7. Złamanie wyciskowe głowy kości ramiennej. USG ujawnia defekt wgnieciony w głowie kości ramiennej.
8. Uraz Bankarta - naruszenie integralności przednio-dolnej części torebki stawowej w miejscu dolnego więzadła ramienno-ramiennego (nieokreślone za pomocą ultradźwięków).

„Złotym standardem” w badaniu stawu barkowego jest metoda MRI. Za pomocą rezonansu magnetycznego można określić stan struktur uszkodzonych podczas urazowego zwichnięcia. Szczególną uwagę zwraca się na integralność więzadła kruczo-ramiennego i górnego, wargę górną, grubość stożka rotatorów, położenie ścięgna i miejsce przyczepu głowy długiej mięśnia dwugłowego, stan wyrostka kruczego i kaletki podbarkowej oraz gromadzenie się płynu. W przypadku urazowego zwichnięcia, skrócenia, zerwania lub całkowitego braku obrazu więzadeł stawowych.

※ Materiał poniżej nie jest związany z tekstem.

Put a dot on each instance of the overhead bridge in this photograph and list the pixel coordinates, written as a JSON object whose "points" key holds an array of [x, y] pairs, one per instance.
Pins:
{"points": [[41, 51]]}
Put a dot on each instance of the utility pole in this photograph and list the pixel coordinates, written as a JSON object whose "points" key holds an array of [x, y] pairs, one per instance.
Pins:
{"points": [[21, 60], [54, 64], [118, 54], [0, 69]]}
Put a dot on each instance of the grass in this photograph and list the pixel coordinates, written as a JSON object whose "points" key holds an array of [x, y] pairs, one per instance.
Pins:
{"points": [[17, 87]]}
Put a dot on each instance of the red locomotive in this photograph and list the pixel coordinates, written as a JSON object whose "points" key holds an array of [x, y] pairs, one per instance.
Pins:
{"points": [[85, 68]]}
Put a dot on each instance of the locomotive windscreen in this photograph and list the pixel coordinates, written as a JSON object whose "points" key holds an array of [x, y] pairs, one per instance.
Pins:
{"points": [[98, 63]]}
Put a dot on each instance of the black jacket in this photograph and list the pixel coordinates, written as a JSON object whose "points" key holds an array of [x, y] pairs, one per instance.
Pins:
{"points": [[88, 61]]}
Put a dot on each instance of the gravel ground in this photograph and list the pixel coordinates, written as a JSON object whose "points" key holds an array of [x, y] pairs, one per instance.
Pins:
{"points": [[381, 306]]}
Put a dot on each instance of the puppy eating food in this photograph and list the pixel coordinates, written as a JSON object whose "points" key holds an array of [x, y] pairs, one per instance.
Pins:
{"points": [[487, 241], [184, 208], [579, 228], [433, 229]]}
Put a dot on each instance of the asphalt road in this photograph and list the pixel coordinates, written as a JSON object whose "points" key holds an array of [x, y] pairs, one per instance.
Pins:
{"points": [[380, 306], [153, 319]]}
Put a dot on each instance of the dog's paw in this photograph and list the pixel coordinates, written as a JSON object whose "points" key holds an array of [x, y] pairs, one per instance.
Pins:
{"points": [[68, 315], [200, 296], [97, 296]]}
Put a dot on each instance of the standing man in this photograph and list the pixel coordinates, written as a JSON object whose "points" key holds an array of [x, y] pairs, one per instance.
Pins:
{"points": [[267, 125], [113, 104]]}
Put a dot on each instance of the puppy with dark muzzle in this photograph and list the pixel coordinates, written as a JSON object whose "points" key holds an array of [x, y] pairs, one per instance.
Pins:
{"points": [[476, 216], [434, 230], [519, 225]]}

Uszkodzenie ścięgna stożka rotatorów charakteryzuje się zmianą o dużym nasileniu (T1 i T2) oraz zmianą intensywności sygnału wokół ścięgna z powodu obrzęku. O ostrym i podostrym hemartrozie decyduje pojawienie się treści w dolnych partiach stawu, kaletkach podbarkowych i podnaramiennych, charakteryzujących się sygnałem o średnim natężeniu w trybie T1 i sygnałem o dużym natężeniu w trybie T2. Przewlekłą hemartrozę rozpoznaje się, jeśli w płynie śródstawowym występują obszary o niejednorodnej intensywności.

Sygnał z centralnej części takiego obszaru ma duże natężenie w modach T1 i T2 i jest otoczony granicą o niskim natężeniu.